The South African government has, however, called for an investigation into Viceroy after a separate report on Capitec sparked a sell-off in the bank’s stock.


ProSieben has for months been in the sights of short sellers - speculators who position themselves to profit from share-price falls - as the company was forced to issue a series of outlook downgrades due to weak TV ad revenues.

Despite former CEO Thomas Ebeling’s drive to diversify into business lines such as e-commerce, weak ad revenues eventually proved to be his undoing and he stepped down as CEO last month after nine years in charge.

He was replaced by Max Conze, former CEO at British vacuum cleaner maker Dyson.

In December, Swedish hedge fund Bodenholm Capital disclosed a short position in ProSieben, saying the company was losing market share, as well as criticising the number of one-off costs the business reported.

Other funds that have shorted Prosieben’s shares include AQR Capital Management and Old Mutual Global Investors, according to German regulatory filings.

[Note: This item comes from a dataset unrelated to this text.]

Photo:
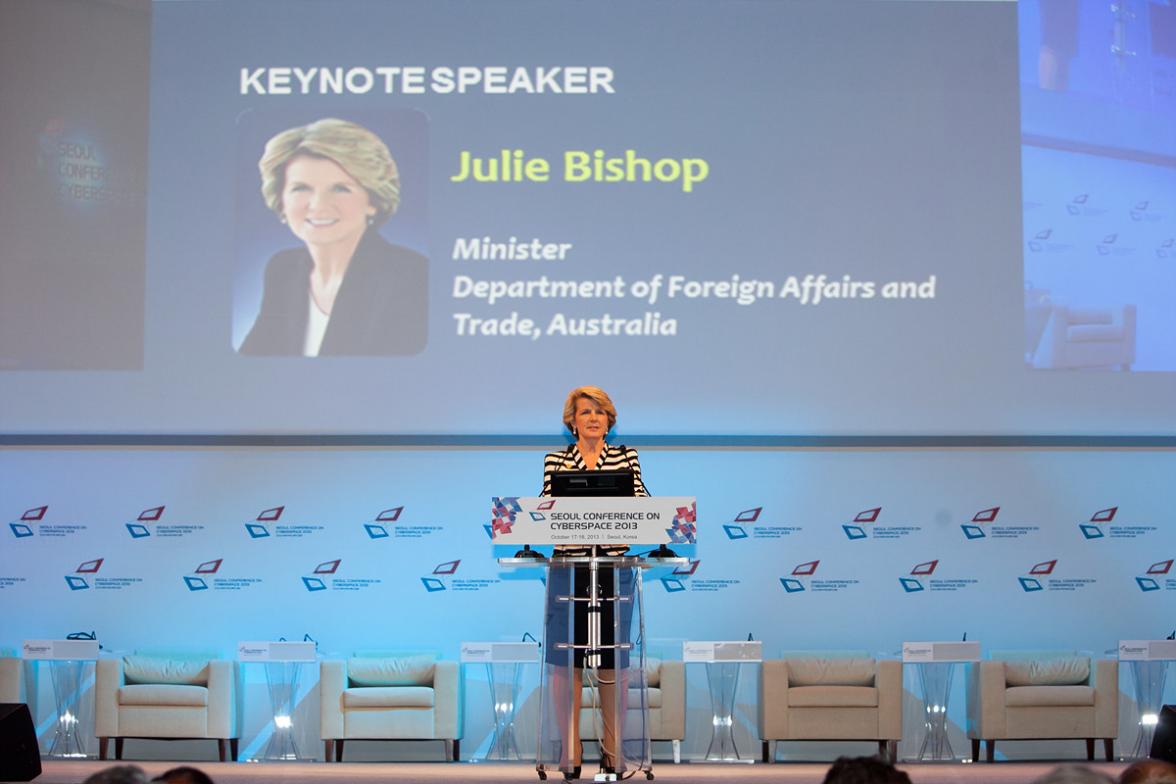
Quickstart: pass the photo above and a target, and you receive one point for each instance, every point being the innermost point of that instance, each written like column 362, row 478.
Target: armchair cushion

Viceroy founder Fraser Perring told Reuters he had a fundamentally bearish take on the media sector, as young viewers flee and digital platforms attract advertisers. His attitude towards ProSieben’s media-for-equity model was that “it smacks of desperation”.

“They are recognising value of equity significantly higher than what it is worth. If they were a private equity firm, what is their strategy, what are their synergies?” he told Reuters.

More broadly, broadcast media faces an onslaught from platform giants like Amazon and Netflix with their video-on-demand offering of original TV content and Hollywood hits attracting millions of viewers.

Netflix, whose shares have risen 64 percent so far this year, has added more than the equivalent of ProSieben’s entire equity market value in the last two trading days alone.

ProSieben’s shares were down 5.2 percent at 28.47 euros as of 1330 GMT, valuing the company at about $8 billion.